TEMPO.CO, Jakarta - Nilai tukar rupiah diprediksi terus menguat karena didukung sentimen global. Nilai tukar rupiah pada penutupan perdagangan Jumat pekan lalu berada di posisi 13.295. Rupiah masih diuntungkan dengan sentimen dolar Amerika Serikat, yang melemah di pasar global.
Hingga kemarin, dolar dilaporkan masih melemah terhadap mayoritas kurs di Asia. "Fokus perlahan beralih dari kenaikan peringkat utang oleh Standard and Poor (S&P) ke inflasi Mei 2017, yang perubahan tahunannya diperkirakan naik dibanding April 2017," ujar Analis Samuel Sekuritas, Rangga Cipta, dalam keterangan tertulis, Senin, 29 Mei 2017.
Rangga mengatakan ruang penguatan rupiah diperkirakan masih ada meskipun bisa terbatas oleh kembalinya penguatan dolar menjelang rapat rutin bulanan Bank Sentral Amerika (FOMC Meeting) pada pertengahan Juni mendatang, serta kenaikan inflasi dan impor domestik saat Ramadan.
Yield obligasi global dilaporkan masih mengalami penurunan, dan diperkirakan membuat penguatan surat utang negara (SUN) dapat lebih intensif. "Beberapa yield SUN mulai naik, menandakan euforia kenaikan peringkat utang S&P yang mulai jenuh serta ekspektasi rilis inflasi tinggi Mei 2017, yang mulai terfaktorkan," katanya.
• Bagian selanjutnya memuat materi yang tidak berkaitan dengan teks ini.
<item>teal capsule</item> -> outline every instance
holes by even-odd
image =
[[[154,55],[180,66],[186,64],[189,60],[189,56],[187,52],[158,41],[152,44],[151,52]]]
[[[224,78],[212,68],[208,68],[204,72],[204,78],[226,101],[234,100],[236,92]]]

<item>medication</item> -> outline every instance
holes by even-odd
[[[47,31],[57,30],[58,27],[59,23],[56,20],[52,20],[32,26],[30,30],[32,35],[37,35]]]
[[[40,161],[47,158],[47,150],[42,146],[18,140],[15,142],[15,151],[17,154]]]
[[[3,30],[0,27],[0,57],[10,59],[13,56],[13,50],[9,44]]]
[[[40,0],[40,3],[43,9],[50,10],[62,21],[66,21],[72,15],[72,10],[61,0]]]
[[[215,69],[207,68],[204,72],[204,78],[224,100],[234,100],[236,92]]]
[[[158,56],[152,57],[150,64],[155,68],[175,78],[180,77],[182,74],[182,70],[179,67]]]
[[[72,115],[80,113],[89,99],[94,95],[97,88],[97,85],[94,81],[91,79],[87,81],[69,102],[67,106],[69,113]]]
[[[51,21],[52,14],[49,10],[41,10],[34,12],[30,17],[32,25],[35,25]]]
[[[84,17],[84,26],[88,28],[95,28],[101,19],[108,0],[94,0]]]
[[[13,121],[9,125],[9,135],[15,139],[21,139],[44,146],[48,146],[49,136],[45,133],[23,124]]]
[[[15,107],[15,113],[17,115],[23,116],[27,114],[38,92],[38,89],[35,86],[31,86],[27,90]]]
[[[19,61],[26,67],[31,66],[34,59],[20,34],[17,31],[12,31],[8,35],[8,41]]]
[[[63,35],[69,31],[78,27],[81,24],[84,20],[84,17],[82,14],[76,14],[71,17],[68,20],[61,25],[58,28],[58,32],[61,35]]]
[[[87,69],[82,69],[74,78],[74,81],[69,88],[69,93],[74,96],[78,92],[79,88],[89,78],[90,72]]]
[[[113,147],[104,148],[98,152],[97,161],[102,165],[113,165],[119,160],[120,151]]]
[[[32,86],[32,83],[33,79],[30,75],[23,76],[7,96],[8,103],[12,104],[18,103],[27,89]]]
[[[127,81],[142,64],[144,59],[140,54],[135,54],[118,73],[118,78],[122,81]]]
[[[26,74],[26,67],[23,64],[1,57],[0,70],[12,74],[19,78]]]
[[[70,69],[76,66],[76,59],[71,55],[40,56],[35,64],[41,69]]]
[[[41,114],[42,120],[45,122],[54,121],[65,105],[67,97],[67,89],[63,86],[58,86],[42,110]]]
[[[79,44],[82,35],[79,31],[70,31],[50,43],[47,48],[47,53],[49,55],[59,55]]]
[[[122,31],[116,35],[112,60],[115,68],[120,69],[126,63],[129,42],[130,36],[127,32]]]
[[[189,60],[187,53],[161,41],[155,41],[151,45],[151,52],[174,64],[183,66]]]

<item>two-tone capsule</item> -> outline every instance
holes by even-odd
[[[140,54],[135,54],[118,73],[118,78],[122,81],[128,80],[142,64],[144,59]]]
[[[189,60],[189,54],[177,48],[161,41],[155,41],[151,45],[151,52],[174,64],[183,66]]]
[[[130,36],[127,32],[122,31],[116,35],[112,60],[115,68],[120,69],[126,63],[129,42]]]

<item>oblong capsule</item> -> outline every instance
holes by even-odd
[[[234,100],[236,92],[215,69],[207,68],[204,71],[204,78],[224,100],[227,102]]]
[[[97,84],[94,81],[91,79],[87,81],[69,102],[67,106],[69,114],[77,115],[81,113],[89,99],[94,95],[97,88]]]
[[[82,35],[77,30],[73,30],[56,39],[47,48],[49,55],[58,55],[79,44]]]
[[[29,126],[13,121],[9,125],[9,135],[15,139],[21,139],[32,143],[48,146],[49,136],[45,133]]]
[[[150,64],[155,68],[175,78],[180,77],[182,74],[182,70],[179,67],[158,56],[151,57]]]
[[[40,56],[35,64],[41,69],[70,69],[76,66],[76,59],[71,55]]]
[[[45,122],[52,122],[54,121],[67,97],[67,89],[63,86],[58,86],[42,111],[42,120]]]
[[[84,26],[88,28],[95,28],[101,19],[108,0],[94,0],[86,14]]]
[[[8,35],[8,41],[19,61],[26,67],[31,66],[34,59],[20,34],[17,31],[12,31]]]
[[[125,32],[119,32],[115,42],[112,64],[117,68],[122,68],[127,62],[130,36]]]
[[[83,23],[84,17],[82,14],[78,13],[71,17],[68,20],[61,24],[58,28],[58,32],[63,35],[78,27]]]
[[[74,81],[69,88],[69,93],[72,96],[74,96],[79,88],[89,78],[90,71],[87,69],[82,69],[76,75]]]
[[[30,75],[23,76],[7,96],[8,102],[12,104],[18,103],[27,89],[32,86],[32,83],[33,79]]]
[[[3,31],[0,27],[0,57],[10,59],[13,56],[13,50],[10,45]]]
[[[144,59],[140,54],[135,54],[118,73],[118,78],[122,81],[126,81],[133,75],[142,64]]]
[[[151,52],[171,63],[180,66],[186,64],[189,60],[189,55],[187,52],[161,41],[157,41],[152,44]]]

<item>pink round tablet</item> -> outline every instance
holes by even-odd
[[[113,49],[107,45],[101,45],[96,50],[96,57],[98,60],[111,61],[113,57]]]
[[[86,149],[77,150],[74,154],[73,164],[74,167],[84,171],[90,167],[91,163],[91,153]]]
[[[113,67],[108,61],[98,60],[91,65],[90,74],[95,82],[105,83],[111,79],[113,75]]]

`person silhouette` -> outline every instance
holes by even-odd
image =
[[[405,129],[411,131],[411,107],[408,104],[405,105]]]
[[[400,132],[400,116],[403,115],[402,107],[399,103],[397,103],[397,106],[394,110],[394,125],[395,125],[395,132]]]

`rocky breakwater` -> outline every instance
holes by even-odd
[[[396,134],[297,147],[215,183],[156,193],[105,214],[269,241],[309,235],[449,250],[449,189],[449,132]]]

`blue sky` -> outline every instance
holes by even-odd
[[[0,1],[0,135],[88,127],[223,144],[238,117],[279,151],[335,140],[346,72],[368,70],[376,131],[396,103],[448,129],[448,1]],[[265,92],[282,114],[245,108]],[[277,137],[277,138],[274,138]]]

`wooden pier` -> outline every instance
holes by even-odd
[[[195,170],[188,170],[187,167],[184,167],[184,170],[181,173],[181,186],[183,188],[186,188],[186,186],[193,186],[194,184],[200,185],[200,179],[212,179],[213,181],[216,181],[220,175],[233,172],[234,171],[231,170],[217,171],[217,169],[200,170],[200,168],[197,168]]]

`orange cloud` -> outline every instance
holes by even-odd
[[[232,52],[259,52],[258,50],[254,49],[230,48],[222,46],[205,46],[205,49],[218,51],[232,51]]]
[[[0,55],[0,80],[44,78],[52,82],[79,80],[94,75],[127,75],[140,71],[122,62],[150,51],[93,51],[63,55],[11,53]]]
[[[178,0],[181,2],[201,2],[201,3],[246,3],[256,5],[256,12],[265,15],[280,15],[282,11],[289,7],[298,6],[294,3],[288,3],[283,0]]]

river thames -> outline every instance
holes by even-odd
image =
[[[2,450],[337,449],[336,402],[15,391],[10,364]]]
Menurut Rangga, secara umum, permintaan likuiditas rupiah di bulan Ramadan biasanya naik sehingga akan mendorong kenaikan suku bunga jangka pendek. Namun, dari global, yield obligasi diketahui masih turun, terutama di negara maju. Hal ini diperkirakan mampu mengembalikan sentimen penguatan ke SUN meskipun ekspektasi kenaikan suku bunga acuan Amerika (FFR Target), yang masih tinggi, perlu diwaspadai.
Revisi meningkat produk domestik bruto (PDB) Amerika menyebabkan penguatan indeks dolar. Namun harga komoditas yang perlahan kembali kepada tren penguatan serta rilis data ekonomi Amerika, yang kurang begitu meyakinkan, diprediksi akan menjaga dolar, yang tidak terlalu kuat. "Senin malam, consumer confidence index Amerika ditunggu dan diperkirakan turun tipis," katanya.